Phosphoproteomics datasets are collected using mass spectrometry and they aim to identify the phosphorylated proteins in a sample, i.e. they capture a snapshot of cell signalling.  Transcriptomics datasets are collected using next generation sequencing (current) or microarrays (older technology) and show which genes are expressed in a sample. They can also be used to infer transcription factor activities.   

Trying to infer signalling networks from each of these datasets is problematic due to sparsity, noise and inability to detect low abundance proteins, such as transcription factors for phosphoproteomics, and the fact that the gene expression itself doesn’t always correlate with the protein abundance, or phosphorylation in cells.    

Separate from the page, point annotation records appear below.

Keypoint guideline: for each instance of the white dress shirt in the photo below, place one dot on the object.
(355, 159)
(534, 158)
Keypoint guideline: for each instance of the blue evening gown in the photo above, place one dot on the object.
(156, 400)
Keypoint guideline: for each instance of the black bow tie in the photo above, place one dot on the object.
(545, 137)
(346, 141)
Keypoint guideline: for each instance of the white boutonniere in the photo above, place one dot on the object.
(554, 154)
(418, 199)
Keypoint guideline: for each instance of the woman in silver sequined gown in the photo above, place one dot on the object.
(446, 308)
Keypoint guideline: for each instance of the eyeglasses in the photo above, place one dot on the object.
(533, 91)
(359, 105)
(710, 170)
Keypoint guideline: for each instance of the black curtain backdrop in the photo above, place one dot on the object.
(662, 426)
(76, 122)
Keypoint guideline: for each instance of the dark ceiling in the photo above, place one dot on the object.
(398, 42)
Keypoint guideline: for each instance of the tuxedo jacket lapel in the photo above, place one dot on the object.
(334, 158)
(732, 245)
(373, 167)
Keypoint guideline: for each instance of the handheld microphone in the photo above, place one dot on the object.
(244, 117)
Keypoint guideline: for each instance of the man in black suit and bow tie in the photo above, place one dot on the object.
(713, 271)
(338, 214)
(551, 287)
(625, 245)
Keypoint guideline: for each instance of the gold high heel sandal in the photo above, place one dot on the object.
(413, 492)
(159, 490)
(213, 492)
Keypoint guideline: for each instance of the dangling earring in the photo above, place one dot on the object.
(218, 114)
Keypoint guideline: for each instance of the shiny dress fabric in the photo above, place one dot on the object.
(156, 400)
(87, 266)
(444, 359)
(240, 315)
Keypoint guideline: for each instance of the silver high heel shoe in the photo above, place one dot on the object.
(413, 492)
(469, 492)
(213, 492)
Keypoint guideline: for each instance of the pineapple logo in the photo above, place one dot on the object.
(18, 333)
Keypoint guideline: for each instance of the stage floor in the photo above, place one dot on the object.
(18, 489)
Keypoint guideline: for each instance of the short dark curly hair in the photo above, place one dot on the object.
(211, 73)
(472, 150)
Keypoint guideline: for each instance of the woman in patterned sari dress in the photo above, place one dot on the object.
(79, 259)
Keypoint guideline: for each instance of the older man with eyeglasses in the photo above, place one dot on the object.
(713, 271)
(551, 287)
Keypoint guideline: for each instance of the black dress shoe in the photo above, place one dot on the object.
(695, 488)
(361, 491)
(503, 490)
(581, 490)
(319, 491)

There are several attempts to infer signalling networks from phosphoproteomics datasets, but they perform poorly, among other things due to the fact that the problem is poorly defined: There are thousands of phosphoproteins, and typically only a handful of conditions from which to infer the relationships between them.  

In this project we propose using the transcriptomics datasets to constrain the test space and use statistical approaches to integrate parts of the network that are not measured by phosphoproteomics, to improve the inference of signalling networks from omics data.